Planet Earth’s oceans, forests, and other assorted ecosystems are continuing to soak up approximately half the carbon dioxide we humans pump into the atmosphere every day, even as those emissions continue to increase, once again belying the very little knowledge we currently have of our planet.
“Globally, these carbon dioxide ‘sinks’ have roughly kept pace with emissions from human activities, continuing to draw about half of the emitted CO2 back out of the atmosphere. However, we do not expect this to continue indefinitely,” said NOAA’s Pieter Tans, a climate researcher with NOAA’s Earth System Research Laboratory in Boulder, Colo., and co-author of the study.
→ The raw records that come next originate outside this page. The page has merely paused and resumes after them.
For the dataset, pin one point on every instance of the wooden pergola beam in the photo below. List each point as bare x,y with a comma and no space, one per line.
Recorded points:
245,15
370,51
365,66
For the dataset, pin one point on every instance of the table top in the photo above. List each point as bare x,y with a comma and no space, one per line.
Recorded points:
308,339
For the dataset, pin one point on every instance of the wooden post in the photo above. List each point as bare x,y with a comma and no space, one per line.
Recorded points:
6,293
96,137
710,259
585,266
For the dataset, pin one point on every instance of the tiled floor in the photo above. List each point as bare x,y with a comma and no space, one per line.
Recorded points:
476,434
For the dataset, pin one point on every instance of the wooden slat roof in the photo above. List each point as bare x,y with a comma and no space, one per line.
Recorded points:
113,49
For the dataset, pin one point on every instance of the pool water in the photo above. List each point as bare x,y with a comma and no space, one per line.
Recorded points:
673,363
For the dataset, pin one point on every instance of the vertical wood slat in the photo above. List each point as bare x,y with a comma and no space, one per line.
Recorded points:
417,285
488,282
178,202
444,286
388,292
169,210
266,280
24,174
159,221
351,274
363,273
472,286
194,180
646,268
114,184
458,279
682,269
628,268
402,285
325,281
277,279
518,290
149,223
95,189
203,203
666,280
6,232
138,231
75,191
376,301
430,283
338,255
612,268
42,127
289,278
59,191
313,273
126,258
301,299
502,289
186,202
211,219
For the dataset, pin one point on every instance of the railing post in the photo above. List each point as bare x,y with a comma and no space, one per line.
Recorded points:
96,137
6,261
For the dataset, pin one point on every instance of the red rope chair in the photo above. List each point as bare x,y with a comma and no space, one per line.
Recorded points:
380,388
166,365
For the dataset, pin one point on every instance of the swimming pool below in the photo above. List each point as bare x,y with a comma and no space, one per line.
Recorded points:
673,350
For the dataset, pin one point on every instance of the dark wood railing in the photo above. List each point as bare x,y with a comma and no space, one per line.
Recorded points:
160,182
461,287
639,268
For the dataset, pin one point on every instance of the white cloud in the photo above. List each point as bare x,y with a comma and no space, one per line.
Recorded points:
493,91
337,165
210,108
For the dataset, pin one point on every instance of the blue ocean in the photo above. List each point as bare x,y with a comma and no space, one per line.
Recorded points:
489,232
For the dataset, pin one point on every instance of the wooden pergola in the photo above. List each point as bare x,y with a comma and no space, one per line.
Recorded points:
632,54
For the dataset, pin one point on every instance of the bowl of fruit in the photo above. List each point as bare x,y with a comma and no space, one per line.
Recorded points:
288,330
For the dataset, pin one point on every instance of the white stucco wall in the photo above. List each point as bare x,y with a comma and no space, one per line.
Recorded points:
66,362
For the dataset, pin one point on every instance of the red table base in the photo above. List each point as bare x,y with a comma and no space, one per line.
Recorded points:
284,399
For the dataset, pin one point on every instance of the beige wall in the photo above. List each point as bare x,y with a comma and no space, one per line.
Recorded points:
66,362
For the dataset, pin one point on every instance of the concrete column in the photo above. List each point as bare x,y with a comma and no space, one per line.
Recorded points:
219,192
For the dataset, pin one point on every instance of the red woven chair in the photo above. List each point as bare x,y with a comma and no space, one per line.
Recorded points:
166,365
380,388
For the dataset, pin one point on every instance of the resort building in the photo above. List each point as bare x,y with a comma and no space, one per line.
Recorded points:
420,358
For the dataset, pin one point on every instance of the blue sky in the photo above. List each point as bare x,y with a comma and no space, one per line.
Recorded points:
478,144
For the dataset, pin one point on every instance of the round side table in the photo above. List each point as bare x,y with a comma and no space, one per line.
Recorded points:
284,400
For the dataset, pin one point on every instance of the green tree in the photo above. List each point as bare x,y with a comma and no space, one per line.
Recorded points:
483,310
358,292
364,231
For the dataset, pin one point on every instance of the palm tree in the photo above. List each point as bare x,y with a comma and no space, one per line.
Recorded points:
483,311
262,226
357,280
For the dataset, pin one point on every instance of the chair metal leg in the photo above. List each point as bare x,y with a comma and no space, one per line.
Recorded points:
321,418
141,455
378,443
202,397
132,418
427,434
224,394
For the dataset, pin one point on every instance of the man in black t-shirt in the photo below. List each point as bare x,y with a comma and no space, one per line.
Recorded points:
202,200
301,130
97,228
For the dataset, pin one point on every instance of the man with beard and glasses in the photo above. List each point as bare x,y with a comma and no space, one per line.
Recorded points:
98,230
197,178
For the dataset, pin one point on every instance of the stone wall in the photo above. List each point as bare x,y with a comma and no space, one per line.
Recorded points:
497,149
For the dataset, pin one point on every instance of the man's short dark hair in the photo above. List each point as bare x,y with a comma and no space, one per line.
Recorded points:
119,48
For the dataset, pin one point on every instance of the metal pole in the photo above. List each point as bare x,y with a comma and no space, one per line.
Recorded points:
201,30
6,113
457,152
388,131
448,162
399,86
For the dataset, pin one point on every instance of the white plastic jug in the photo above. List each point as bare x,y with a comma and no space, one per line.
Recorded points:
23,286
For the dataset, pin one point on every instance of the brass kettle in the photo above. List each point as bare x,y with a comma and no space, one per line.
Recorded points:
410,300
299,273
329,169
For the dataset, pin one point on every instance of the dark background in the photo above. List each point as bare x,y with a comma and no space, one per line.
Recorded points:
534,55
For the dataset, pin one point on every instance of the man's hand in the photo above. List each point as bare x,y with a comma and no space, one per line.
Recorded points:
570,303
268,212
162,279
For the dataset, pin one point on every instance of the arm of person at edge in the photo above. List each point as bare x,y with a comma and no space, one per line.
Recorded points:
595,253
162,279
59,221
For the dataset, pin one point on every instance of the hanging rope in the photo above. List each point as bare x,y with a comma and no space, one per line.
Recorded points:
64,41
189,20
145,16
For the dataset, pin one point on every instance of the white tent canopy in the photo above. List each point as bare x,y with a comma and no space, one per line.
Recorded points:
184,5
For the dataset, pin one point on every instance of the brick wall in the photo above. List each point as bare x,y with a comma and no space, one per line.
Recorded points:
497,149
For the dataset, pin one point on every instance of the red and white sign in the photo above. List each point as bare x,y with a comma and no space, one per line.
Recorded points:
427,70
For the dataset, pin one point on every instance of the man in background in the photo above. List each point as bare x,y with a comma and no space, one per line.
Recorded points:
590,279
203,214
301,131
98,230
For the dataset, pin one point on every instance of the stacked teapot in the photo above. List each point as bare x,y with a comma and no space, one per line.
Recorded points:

Scientists led by the University of Colorado’s Ashley Ballantyne analysed 50 years worth of global carbon dioxide measurements and found that the processes by which planet Earth’s oceans and other ecosystems absorb greenhouse gases are not yet at capacity.
Recent studies have suggested that natural sinks of carbon dioxide may be having trouble keeping up with the sheer level of carbon dioxide humans are pumping into the atmosphere. If that was in fact the case, we would expect to see a faster-than-normal rise in atmospheric carbon dioxide as the same levels of CO2 find no place to go.
That being said, however, Ballantyne and co. saw no such rise in carbon dioxide levels, estimating that the planet’s ecosystems continue to absorb approximately half of humanities carbon dioxide emissions from the atmosphere. Since emissions of CO2 have increased substantially since 1960, Ballantyne said, “Earth is taking up twice as much CO2 today as it was 50 years ago.”
The remaining percentage is accumulating in the atmosphere where it is pushing the planet’s temperature skyward.
This new global analysis makes it clear that scientists do not yet understand well enough the processes by which ecosystems of the world are removing CO2 from the atmosphere, or the relative importance of possible sinks: regrowing forests on different continents, for example, or changing absorption of carbon dioxide by various ocean regions.
“Since we don’t know why or where this process is happening, we cannot count on it,” Tans said. “We need to identify what’s going on here, so that we can improve our projections of future CO2 levels and how climate change will progress in the future.”
“The uptake of carbon dioxide by the oceans and by ecosystems is expected to slow down gradually,” Tans said. Oceans, for example, are already becoming more acidic as they absorb about a quarter of the carbon dioxide pumped into the air by human activities. “As the oceans acidify, we know it becomes harder to stuff even more CO2 into the oceans,” Tans said. “We just don’t see a letup, globally, yet.”